Niemann-Pick Disease is a group of disorders affecting 1 in 100,000 live births. What characterizes this disease is its hypervariability in type and presentations, which, in turn, has led to challenges in research and treatment.

Sharon Hrynkow, PhD, Chief Scientific Officer and Senior VP for Medical Affairs at Cyclo Therapeutics, joined HCPLive® on The Rare Disease Report to discuss Niemann-Pick, its different types (especially type C), and the current treatment and research landscape, including an ongoing phase 3 trial of Cyclo Therapeutics's investigative treatment.

She discussed the challenges of diagnosing and treating the disease as well as resources that patients and families can utilize on their journey in dealing with the debilitating condition.

Below is the full episode, including highlights from the conversation.

HCPLive: What is Niemann-Pick Disease?

Hrynkow: It is a defect in how cells in our body process cholesterol. […] It wasn’t until the 1960s at a lab at NIH [National Institutes of Health] where we started to understand Niemann-Pick Type A and B, which is a defect in the enzyme lipid-manufacturing process.

Later on, a scientistic named Peter Pentchev discovered Niemann-Pick Type C, which is different from A and B. This is a defect in a protein, which is very large, in the membrane of the lysosome.

That protein, in 95% of cases, is responsible for the accumulation of cholesterol in the lysosome of the cell. Niemann-Pick is a defect in which cholesterol basically gets trapped in the cells.

The disease can be detected at various stages in the lifespan — usually in childhood, sometimes in infancy. Those children do not survive for long. There’s a type in which toddlers will manifest the symptoms first — those patients tend to survive until the age of 10-14.

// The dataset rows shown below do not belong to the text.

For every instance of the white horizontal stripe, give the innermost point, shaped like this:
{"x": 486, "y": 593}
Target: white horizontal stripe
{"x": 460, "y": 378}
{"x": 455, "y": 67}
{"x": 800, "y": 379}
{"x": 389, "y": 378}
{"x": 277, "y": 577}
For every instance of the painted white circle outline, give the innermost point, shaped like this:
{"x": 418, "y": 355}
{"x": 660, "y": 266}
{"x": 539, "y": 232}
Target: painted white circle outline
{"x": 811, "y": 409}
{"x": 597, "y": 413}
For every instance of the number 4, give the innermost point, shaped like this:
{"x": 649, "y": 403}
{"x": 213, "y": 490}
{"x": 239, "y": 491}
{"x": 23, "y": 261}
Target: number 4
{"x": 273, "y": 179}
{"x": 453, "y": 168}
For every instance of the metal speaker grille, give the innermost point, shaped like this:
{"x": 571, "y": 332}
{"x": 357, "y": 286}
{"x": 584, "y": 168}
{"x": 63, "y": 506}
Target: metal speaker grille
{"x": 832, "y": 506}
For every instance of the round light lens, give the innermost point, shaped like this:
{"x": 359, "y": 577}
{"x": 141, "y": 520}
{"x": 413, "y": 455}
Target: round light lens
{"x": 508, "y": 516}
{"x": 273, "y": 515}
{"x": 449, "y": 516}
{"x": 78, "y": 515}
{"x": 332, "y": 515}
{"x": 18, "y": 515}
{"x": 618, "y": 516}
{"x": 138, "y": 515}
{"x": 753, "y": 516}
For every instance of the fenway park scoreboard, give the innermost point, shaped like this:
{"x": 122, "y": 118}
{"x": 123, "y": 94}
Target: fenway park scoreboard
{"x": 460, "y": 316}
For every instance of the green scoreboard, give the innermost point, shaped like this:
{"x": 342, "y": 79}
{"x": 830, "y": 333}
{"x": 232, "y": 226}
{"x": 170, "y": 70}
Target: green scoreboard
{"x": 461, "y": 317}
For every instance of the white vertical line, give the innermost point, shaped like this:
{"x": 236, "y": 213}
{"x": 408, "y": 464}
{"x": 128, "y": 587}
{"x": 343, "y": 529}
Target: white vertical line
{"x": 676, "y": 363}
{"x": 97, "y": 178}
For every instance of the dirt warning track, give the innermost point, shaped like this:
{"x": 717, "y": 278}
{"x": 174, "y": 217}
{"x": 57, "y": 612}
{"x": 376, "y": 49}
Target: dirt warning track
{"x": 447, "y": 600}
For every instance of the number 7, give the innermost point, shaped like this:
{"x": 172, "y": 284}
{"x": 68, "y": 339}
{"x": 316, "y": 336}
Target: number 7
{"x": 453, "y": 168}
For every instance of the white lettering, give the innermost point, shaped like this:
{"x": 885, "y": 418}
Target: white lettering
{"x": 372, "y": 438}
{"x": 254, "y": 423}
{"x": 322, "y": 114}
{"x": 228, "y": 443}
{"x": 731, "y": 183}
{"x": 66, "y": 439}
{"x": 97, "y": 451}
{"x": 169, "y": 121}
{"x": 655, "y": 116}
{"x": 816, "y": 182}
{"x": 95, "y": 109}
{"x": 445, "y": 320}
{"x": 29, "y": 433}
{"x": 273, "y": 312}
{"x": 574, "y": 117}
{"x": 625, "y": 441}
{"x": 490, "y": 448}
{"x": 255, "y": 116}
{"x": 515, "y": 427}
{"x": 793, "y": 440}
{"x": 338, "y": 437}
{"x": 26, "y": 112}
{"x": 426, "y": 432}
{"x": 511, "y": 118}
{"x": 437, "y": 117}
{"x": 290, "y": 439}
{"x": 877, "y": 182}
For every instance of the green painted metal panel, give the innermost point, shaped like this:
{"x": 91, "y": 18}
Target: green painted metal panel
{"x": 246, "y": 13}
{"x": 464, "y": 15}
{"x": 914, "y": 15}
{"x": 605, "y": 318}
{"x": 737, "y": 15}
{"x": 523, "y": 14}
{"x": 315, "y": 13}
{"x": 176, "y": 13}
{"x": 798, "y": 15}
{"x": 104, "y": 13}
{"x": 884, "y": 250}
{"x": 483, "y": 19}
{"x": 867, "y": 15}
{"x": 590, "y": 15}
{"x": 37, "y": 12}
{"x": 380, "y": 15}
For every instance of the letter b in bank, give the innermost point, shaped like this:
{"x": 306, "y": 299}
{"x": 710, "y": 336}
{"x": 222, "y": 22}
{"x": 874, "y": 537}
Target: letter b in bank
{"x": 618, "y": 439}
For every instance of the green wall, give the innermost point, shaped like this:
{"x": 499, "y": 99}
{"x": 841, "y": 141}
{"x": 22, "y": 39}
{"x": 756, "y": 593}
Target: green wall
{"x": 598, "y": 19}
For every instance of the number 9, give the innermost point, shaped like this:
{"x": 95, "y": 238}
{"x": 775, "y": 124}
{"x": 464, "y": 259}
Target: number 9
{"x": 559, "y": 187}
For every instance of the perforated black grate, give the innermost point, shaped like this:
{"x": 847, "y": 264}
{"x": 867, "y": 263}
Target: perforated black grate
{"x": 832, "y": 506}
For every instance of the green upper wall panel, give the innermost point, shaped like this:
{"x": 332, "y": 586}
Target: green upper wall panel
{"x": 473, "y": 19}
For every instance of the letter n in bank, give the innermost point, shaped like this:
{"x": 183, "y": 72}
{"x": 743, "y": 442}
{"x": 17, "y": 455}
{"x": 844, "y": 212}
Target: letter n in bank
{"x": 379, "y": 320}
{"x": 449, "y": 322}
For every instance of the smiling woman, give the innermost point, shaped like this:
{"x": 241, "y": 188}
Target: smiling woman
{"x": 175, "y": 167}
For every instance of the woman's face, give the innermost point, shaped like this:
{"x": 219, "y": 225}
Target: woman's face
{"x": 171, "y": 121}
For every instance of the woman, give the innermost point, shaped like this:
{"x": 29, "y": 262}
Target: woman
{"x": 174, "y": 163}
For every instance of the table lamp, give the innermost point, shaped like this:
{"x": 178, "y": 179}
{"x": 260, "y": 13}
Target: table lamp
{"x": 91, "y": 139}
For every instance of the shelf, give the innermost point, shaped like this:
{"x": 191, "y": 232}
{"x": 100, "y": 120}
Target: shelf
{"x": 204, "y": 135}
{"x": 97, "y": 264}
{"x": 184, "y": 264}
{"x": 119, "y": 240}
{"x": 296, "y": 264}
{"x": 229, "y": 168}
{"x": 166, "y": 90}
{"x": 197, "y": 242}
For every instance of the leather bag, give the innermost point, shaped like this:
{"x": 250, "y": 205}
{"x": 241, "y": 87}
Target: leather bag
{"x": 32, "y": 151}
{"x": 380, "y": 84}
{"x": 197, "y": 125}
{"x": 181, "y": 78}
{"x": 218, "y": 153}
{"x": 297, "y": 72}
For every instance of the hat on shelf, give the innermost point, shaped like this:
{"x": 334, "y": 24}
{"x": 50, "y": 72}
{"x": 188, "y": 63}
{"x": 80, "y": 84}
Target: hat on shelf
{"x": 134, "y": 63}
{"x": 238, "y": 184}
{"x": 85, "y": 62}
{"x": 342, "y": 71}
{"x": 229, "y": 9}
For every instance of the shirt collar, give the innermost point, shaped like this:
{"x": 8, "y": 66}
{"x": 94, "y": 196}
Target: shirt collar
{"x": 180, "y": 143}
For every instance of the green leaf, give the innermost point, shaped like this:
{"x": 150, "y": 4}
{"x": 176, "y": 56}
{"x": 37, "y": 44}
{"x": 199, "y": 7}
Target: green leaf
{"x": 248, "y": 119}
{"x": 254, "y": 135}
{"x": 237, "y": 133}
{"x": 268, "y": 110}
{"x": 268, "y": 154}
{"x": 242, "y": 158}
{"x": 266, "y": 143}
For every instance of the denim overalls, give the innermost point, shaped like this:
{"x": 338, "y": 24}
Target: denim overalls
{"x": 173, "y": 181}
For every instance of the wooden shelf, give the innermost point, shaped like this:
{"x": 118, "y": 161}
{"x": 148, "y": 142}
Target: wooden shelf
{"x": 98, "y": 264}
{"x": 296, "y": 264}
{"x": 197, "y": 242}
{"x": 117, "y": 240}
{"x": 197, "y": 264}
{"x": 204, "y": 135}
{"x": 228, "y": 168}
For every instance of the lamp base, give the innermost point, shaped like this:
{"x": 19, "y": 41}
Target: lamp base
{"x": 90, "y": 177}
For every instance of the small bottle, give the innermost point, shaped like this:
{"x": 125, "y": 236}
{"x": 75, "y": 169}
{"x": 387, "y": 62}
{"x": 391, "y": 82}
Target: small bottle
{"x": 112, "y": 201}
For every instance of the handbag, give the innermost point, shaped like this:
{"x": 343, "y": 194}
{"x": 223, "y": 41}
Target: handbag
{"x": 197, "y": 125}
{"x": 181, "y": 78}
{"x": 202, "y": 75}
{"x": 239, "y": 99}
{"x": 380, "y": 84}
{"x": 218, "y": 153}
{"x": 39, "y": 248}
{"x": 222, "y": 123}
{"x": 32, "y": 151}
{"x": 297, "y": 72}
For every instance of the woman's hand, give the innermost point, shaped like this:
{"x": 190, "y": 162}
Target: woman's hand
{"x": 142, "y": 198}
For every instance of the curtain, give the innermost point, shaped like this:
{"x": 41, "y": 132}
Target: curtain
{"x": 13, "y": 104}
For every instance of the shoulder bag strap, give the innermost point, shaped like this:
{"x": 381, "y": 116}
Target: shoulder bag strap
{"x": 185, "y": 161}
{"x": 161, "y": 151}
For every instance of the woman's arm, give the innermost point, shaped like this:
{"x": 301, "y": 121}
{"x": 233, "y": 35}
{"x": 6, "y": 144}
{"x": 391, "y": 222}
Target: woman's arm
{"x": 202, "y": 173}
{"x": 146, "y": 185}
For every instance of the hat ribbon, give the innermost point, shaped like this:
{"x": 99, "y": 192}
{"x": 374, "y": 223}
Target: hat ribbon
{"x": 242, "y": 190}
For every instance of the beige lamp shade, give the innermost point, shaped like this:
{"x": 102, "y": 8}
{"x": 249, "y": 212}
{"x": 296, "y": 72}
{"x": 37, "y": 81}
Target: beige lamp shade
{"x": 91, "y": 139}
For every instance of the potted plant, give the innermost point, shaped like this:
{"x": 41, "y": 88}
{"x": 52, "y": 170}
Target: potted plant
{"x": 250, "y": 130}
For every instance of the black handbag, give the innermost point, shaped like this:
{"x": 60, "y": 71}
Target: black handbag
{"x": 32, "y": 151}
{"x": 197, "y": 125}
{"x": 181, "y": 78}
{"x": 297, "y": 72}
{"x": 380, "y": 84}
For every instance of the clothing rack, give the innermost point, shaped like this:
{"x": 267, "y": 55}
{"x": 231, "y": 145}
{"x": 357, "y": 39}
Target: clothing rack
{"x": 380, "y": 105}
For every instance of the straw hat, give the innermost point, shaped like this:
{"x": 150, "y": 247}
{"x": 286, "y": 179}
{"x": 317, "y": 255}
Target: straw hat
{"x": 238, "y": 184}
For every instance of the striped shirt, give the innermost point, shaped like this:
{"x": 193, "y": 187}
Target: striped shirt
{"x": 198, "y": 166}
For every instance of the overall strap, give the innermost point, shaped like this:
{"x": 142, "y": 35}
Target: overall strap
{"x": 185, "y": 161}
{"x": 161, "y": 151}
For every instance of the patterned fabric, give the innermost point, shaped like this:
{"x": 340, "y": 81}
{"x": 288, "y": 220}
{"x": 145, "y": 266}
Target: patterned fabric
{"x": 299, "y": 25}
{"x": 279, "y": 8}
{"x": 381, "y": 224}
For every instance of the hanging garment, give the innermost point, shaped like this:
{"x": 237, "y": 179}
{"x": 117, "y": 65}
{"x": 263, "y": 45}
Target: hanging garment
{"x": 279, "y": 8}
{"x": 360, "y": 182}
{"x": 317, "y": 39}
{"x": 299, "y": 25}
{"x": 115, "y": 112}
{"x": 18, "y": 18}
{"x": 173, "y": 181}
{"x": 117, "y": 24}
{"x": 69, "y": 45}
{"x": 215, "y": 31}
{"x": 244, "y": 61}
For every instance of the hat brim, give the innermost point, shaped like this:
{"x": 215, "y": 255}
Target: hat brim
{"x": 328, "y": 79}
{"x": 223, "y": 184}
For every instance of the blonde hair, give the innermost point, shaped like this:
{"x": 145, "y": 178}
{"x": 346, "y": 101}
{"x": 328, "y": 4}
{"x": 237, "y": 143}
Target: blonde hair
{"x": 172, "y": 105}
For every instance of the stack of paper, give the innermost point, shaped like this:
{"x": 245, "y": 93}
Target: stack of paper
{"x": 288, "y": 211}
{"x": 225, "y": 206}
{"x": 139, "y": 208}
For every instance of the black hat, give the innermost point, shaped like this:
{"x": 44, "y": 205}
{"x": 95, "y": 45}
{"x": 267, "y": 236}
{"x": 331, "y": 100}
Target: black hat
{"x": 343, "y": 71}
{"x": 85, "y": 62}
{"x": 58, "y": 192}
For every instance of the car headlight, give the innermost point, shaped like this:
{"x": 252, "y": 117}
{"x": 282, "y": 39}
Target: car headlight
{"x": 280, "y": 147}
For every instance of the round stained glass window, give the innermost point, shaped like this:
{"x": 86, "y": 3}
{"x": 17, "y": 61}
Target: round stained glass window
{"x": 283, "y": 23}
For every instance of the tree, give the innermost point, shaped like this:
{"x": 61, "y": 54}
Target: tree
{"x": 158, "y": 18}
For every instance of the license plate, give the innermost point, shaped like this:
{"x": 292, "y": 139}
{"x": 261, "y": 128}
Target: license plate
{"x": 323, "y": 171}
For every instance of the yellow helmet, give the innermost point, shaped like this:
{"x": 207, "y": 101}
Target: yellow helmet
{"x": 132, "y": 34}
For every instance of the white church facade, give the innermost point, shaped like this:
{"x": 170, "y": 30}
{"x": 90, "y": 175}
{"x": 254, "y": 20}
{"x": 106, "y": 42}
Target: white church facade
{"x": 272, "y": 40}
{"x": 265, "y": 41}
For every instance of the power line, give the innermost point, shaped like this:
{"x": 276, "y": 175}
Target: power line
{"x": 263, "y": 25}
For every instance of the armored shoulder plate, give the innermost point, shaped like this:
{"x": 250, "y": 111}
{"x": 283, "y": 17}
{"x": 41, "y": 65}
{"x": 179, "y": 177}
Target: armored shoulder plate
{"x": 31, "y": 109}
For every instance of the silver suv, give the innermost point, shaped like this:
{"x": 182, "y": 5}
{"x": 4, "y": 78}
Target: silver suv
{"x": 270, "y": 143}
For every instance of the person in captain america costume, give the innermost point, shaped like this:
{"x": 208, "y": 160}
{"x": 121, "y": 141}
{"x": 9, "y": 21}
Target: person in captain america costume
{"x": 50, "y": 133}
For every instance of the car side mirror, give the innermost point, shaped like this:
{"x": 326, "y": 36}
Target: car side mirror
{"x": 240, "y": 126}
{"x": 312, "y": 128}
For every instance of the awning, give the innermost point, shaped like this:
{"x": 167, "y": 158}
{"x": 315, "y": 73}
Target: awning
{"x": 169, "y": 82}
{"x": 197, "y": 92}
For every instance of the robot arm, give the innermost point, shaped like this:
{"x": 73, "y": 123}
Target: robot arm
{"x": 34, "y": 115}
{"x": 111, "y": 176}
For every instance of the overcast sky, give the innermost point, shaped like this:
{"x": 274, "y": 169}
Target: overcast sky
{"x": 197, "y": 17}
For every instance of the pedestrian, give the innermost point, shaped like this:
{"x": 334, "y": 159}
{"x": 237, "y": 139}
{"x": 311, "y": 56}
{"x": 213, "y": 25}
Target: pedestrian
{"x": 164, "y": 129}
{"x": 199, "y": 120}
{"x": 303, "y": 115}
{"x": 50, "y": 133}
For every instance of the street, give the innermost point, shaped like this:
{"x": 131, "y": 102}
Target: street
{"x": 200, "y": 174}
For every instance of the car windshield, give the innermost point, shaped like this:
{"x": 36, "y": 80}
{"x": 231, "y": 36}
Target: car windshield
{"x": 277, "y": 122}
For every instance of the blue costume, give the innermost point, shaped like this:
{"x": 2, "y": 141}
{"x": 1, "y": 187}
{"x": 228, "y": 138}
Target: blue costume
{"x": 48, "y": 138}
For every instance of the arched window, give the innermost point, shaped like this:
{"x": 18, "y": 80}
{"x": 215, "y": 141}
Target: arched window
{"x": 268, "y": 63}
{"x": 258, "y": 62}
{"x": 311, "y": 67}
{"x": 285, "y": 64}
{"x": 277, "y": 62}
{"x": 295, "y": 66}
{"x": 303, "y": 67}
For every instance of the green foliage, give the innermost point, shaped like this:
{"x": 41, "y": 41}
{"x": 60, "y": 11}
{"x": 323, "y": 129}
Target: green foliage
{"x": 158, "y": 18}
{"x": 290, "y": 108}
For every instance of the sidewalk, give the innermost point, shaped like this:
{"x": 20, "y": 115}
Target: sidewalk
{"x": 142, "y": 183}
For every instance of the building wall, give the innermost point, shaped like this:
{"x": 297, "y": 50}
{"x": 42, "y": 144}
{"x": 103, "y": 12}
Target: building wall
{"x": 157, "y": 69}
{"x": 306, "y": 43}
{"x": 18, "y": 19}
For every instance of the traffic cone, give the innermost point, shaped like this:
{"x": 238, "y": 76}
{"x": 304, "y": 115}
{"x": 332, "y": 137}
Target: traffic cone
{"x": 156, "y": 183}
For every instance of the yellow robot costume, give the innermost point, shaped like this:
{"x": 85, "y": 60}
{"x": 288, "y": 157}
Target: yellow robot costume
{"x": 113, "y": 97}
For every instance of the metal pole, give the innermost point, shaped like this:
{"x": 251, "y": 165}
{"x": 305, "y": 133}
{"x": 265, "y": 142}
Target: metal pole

And then there are later-onset versions of it. Most patients will unfortunately succumb to the disease until the age of 20. For those who present with symptoms in their 20s—or sometimes up to 50 or 60 years old—they can live for decades with varying amounts of disability.

What is the patient experience with this disease?

It is what’s called a hypervariable disease. The presentations are heterogenous. […] Siblings with NPC1 can present somewhat differently. So, it’s hard to say what’s a typical presentation. What I can say is that it’s a progressive debilitating disease.

For families who receive the diagnosis of NPC for a loved one, it’s a really devasting diagnosis to receive because there are no cures.

Patients will tend to start with neurologic symptoms, which can be minor at first. […] They may experience a certain kind of supranuclear gaze palsy. This is one of the signals that pediatricians will often detect.

Children in early toddlerhood will start to trip and fall unusually. There are challenges with swallowing, and patients over time will start to use food thickeners and other adaptive devices to help them eat.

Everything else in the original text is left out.